Post by Stephen Hawkins »

Having announce a desire to own an old Merlin Rocket, I was wondering how the structure of one of these old 'war horses' would be holding up after 40/50/60 years.....

Should I be concerned that I may have to completely disassemble and re-assemble it down the line? An extreme case, I know, but the old phrase '10 thousand rivets flying in close formation' seems to come to mind, an old aerospace saying pertaining to any old, large RAF aeroplane - along with 'if it aint leaking, its empty'....a phrase associated with Lightnings in particular...Anyway, I digress...

It goes without saying that an old boat will need to be treated with some deference, with regard to rig tension and when and where I sail it. But will I be left in the lake floating amongst a sea of wooden parts?

I had an old 1959 wood on frame Heron that was very .....err... flexible athough she sailed nicely and was very usable as a traing boat. I think is was the recent deck that was holding things together, and once I was 'thunked' by a badly driven safety boat that seems to move every panel on the old girl. I could tell as ther were new cracks all over her, especially the transom where the collision occured! Out with the super glue....

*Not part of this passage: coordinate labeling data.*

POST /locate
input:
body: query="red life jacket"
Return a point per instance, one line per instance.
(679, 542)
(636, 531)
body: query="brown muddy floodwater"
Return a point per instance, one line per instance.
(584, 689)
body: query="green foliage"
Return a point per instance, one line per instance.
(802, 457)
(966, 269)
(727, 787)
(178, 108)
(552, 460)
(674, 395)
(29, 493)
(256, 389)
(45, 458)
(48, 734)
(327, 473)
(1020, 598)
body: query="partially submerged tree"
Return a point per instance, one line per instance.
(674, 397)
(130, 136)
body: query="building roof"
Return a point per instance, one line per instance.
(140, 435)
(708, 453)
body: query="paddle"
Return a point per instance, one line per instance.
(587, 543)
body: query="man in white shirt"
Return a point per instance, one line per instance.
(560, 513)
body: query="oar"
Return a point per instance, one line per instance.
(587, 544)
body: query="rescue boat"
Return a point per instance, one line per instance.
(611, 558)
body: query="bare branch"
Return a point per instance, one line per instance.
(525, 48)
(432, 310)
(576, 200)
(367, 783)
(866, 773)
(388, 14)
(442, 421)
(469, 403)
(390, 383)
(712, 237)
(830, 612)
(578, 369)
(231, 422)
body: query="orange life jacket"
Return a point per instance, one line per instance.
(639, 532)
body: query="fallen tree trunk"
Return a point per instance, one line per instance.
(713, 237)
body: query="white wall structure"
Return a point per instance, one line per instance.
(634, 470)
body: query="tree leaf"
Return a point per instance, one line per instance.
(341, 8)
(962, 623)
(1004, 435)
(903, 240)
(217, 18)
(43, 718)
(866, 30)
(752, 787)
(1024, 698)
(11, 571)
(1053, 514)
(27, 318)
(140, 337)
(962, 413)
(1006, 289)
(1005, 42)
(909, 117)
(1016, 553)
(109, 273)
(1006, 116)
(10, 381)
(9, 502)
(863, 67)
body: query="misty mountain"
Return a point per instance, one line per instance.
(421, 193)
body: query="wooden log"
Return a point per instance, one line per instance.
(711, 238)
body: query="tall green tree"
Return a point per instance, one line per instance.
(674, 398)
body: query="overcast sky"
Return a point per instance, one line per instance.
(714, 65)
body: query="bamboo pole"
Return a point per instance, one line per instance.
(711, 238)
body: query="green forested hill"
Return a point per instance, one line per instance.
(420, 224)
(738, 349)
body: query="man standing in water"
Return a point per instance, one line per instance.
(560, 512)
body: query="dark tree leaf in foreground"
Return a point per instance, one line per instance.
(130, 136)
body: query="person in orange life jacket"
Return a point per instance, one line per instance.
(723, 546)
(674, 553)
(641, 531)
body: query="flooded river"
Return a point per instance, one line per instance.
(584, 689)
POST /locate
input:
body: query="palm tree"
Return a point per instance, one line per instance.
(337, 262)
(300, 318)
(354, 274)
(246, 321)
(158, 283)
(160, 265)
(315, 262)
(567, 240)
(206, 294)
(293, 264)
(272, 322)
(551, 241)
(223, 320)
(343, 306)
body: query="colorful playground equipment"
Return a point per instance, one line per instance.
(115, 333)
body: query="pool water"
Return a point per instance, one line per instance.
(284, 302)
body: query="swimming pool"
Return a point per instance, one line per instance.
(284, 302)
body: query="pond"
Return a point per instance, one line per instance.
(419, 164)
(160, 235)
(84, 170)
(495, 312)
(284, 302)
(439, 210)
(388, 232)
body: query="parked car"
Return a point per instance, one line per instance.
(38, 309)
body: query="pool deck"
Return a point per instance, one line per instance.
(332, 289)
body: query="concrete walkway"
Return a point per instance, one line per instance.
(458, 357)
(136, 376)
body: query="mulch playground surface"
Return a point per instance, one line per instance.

I am aware of a recent discussion on this subject that I saw whilst lurking....I was just curious about it in relation to Merlins and thier Clinker construction.

I have a deckless 40+ year old Cadet in my back garden which I am supposed to be re-decking, many of the supports and strengthening pieces were loose and had to be re-glued. The old deck was providing a surprising amount of structural integrity - more that normal anyway.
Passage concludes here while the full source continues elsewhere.